Crawls websites to detect the pages using CAPTCHAs. The goal is to evaluate their impact on accessibility. Not all CAPTCHAs have accessibility issues, this should then be assessed based on the results.
git clone https://github.com/accessibility-luxembourg/captchaCrawler.git
cd captchaCrawler
python -m venv env # on a Mac, use the python3 command instead of python
source ./env/bin/activate
pip install -r requirements.txt
chmod a+x *.sh
On MacOS, the timeout or gtimeout commands are not available but they are needed to limit the crawling time per site, you will need to install the coreutils package via brew:
brew install coreutils
To be able to use this tool, you need a list of websites to crawl. Store this list in a file named list-sites.txt, one domain per line (without protocol and without path). Example of content for this file:
test.public.lu
etat.public.lu
You can then crawl all the files. Launch the following command crawl.sh. It will crawl all the sites mentioned in list-sites.txt. Each site is crawled during maximum 1 hour (it can be adjusted in crawl.sh). The resulting files will be placed in the crawled_filesfolder. This step can be quite long.

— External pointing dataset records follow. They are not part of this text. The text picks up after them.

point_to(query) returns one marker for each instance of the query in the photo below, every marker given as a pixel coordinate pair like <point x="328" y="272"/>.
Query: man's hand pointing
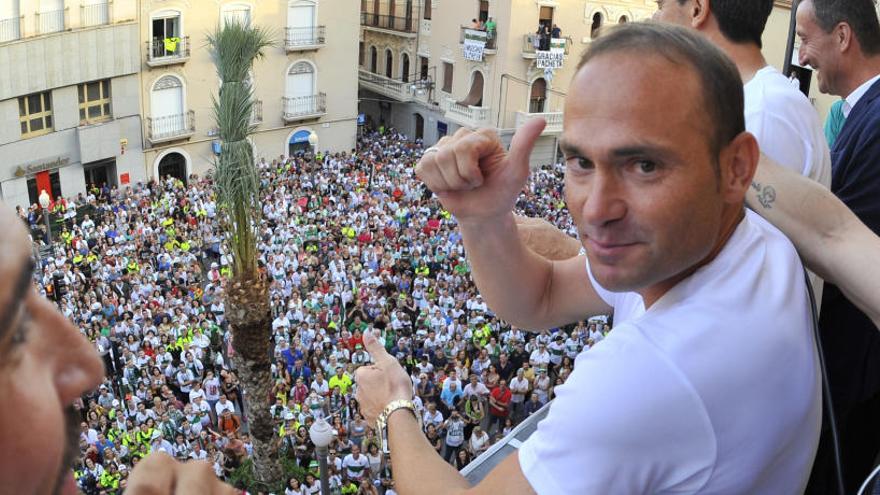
<point x="382" y="382"/>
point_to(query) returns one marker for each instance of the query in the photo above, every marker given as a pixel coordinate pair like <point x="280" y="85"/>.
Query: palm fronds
<point x="234" y="47"/>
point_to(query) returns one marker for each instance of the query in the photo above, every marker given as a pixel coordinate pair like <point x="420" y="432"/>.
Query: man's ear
<point x="738" y="162"/>
<point x="843" y="35"/>
<point x="700" y="13"/>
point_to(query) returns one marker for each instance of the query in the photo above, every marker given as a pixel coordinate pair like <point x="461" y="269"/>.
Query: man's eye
<point x="580" y="163"/>
<point x="646" y="167"/>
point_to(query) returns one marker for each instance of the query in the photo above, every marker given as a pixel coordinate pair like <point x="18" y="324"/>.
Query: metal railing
<point x="51" y="22"/>
<point x="257" y="112"/>
<point x="168" y="50"/>
<point x="391" y="87"/>
<point x="303" y="106"/>
<point x="394" y="23"/>
<point x="10" y="29"/>
<point x="95" y="14"/>
<point x="553" y="119"/>
<point x="469" y="115"/>
<point x="171" y="126"/>
<point x="528" y="47"/>
<point x="491" y="39"/>
<point x="297" y="37"/>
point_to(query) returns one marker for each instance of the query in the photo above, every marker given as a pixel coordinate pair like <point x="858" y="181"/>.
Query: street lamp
<point x="313" y="142"/>
<point x="322" y="434"/>
<point x="44" y="203"/>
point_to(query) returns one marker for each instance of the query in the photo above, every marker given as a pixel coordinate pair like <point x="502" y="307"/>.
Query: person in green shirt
<point x="834" y="122"/>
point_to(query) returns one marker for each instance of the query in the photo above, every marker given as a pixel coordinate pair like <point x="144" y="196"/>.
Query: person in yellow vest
<point x="171" y="44"/>
<point x="341" y="380"/>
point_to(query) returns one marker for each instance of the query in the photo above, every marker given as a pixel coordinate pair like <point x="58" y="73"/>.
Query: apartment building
<point x="305" y="86"/>
<point x="430" y="67"/>
<point x="69" y="93"/>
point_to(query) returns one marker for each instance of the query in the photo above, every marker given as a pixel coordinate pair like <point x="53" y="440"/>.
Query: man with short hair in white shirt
<point x="781" y="118"/>
<point x="690" y="393"/>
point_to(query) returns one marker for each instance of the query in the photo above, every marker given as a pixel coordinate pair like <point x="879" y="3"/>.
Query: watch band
<point x="382" y="420"/>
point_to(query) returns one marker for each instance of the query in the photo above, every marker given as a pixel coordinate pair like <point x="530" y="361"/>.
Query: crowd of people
<point x="352" y="242"/>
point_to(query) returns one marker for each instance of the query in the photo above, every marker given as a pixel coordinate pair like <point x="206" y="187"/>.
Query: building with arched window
<point x="69" y="98"/>
<point x="305" y="80"/>
<point x="492" y="63"/>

Everytime you come back to the project and start a terminal, you have to load the virtual environment first with the following command:
source ./env/bin/activate
A json lines file named captchas.jsonl
The detection is based on "Webappanalyzer", an open source fork of Wappalyzer.
The following CAPTCHAs are detected:
- Friendly Captcha,
- FunCaptcha,
- Really Simple CAPTCHA,
- MTCaptcha,
- ARCaptcha,
- AWS WAF Captcha,
- CoinHive Captcha,
- Cloudflare Turnstile,
- Slider Captcha
- ReCaptcha v2 for Contact Form 7,
- reCAPTCHA,
- hCaptcha,
- GeeTest,
- Wordfence Login Security
This software is developed by the Information and press service of the luxembourgish government and licensed under the MIT license.